The company intends to increase cost savings by “streamlining the holding company, middle office, and regional positions, as well as from eliminating duplicative overhead back office and third-party expenses across its larger combined global footprint," remarked Wren. He, however, emphasised that employees dedicated to servicing clients and “generating revenues” are shielded from this impact.
Speaking about talent, he said, “We will adopt an approach focused on selecting the best individuals across the organisations irrespective of their current affiliation. With Unified Practice Area leadership teams at global, regional, and country levels, we will eliminate redundant roles, functions, and back-office operations which we expect will generate cost savings exceeding $130 million.”

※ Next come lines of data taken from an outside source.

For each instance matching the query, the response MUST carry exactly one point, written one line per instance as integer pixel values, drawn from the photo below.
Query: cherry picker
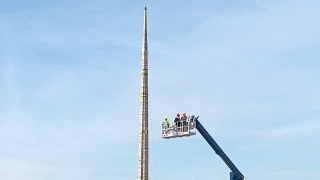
(188, 128)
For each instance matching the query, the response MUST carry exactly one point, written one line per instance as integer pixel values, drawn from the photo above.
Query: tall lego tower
(144, 137)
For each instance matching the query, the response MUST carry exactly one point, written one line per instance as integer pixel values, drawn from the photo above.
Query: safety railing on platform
(179, 128)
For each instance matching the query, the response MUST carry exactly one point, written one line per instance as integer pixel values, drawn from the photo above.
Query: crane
(188, 128)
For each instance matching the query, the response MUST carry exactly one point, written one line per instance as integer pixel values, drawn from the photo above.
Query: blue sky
(69, 88)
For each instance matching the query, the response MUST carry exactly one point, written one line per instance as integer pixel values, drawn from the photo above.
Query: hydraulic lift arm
(235, 174)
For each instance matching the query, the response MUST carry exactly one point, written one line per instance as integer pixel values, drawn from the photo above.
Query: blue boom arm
(235, 174)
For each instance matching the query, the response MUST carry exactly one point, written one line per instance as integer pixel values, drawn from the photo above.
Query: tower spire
(143, 136)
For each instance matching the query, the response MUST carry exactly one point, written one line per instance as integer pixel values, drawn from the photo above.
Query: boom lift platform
(188, 128)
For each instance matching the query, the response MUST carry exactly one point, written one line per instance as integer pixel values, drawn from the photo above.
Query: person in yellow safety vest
(166, 122)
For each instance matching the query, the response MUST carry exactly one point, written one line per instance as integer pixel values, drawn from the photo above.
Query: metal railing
(182, 126)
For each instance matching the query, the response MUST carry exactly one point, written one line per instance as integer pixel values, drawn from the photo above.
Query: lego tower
(144, 137)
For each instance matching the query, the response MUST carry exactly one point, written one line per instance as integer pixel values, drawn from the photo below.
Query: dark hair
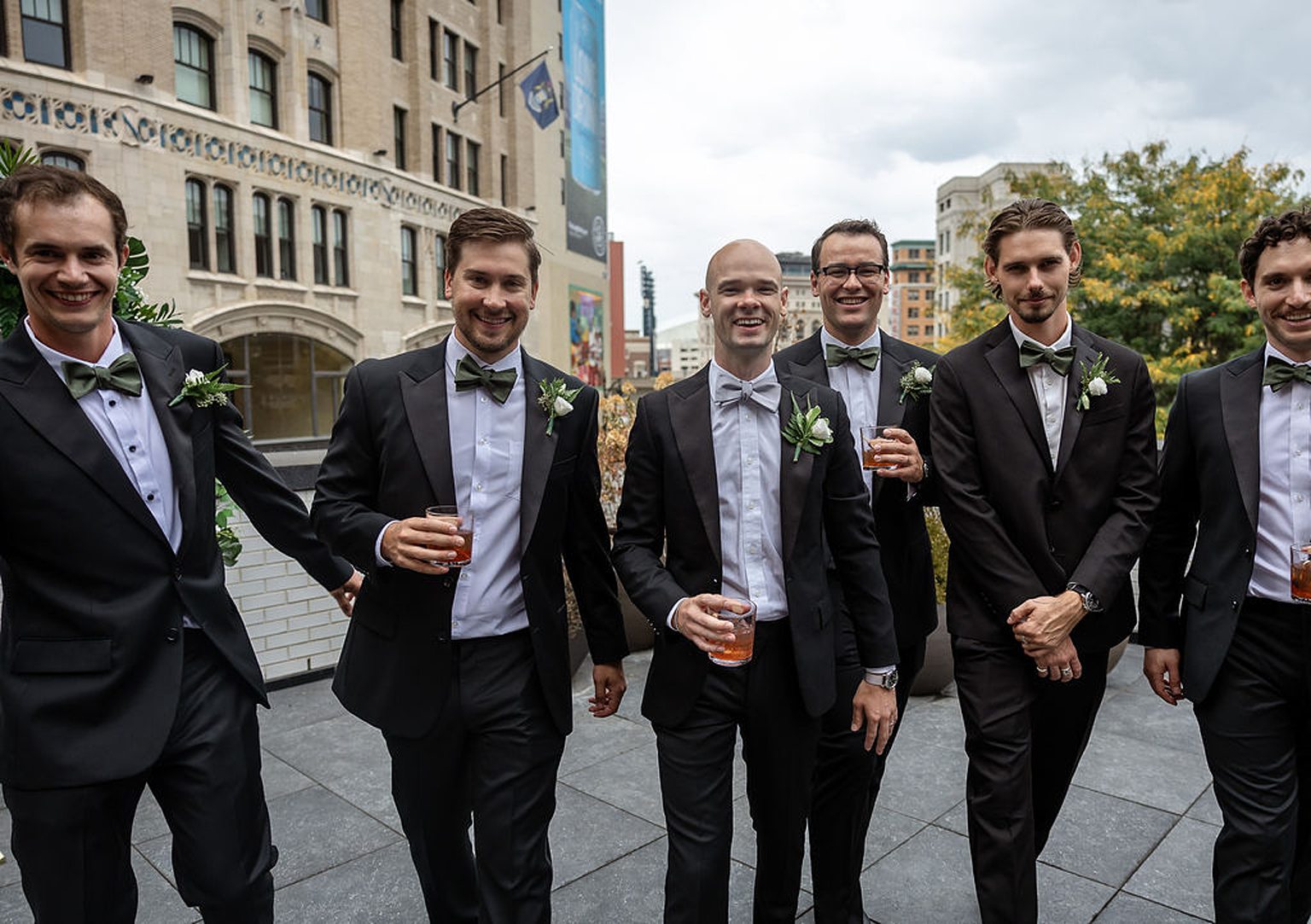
(848, 225)
(1029, 215)
(491, 224)
(1271, 232)
(42, 183)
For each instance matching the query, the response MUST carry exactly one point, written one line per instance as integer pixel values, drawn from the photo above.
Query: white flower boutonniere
(556, 401)
(807, 430)
(205, 388)
(917, 381)
(1095, 381)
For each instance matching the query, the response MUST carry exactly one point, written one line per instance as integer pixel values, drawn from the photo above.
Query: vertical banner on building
(585, 121)
(586, 332)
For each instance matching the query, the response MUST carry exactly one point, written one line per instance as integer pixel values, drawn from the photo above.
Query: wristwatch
(885, 679)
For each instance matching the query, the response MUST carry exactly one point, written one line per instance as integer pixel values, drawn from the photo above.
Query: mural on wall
(586, 332)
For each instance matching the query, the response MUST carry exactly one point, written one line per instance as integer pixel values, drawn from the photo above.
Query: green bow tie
(865, 356)
(469, 375)
(1279, 374)
(1059, 361)
(122, 375)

As per the CEO, they expect to cut approximately 40% of the company’s corporate expenses resulting in compensation savings of around $200 million and about $100 million in general and administrative costs.
The combined entity – also called Omnicom – will generate 85% of its revenues from its top 10 markets with the remainder primarily distributed across an additional 40 markets worldwide.
Omnicom will maintain IPG’s agency brands whilst aligning them within the Omnicom Advertising Services (OAS) structure, says Wren. In the top 10 markets, the agency brands will be fully present. A single OAS leader will look after the agency brands in the other markets, and report to the regional OAS head.
“IPG’s other marketing and advertising services will be aligned within our respective practice areas,” he remarks.
Shareholders of both agency-holding companies will vote on the acquisitions during a special meeting set for March 18, 2025.